Hacker News new | ask | show | jobs
by rayuela 3245 days ago
Have you run anything on multiple-GPUs or scaled to multiple nodes? My biggest hesitation for using pytorch is what appears to be the limited distributed compute support. Being able to easily scale a dynamic graph to arbritrarily large size across a cluster would make pytorch an easy sell for me.
3 comments

No, I haven't done any multi-GPU or multi-node work with PyTorch... at least not yet. So far, I've used PyTorch only for quick-turnaround tinkering and experimentation, and for building prototypes, typically with small datasets or smaller subsets of larger datasets.

For real-world workloads, I, along with my work colleagues, currently use TensorFlow, which has good performance, large community infrastructure, and fantastic tooling around it. If an idea shows promise in PyTorch, our next step is usually to implement it in TensorFlow with more data.
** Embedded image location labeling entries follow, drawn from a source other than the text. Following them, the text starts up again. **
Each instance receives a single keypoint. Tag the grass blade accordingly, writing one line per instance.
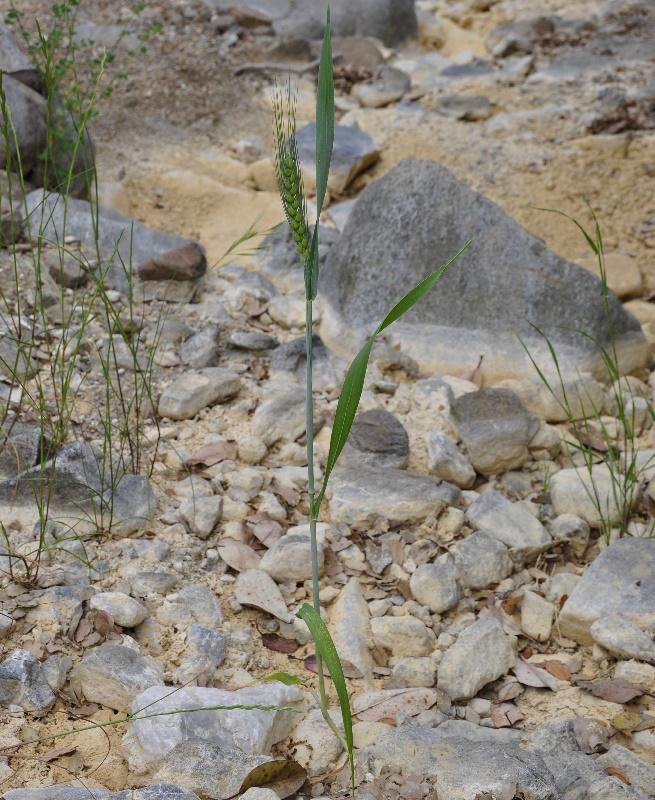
(328, 653)
(354, 382)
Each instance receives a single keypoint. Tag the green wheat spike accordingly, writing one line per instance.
(287, 170)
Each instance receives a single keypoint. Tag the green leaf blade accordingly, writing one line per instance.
(353, 385)
(328, 652)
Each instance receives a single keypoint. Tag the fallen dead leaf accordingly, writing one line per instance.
(376, 705)
(272, 641)
(54, 754)
(238, 555)
(529, 675)
(616, 691)
(212, 454)
(617, 772)
(591, 736)
(349, 670)
(505, 715)
(557, 669)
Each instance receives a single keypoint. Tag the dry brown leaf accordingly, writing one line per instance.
(629, 722)
(272, 641)
(529, 675)
(376, 705)
(591, 736)
(505, 715)
(557, 669)
(616, 691)
(54, 754)
(617, 772)
(212, 454)
(238, 555)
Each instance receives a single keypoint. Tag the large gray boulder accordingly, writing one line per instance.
(391, 21)
(130, 245)
(417, 217)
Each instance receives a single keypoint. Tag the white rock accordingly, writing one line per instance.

But we do a lot of experimental tinkering in TensorFlow too. It depends on the learning task at hand.

Note that this version of PyTorch is the first one to support distributed workloads such as multi-node training.

Well it was literally added this version: http://pytorch.org/docs/0.2.0/distributed.html

Does it meet your needs?

Ooooh this is exciting. Thanks for pointing that out!
Yes, I used multiple-GPUs every day. It works fine under old version and until now I have no experience for the new version.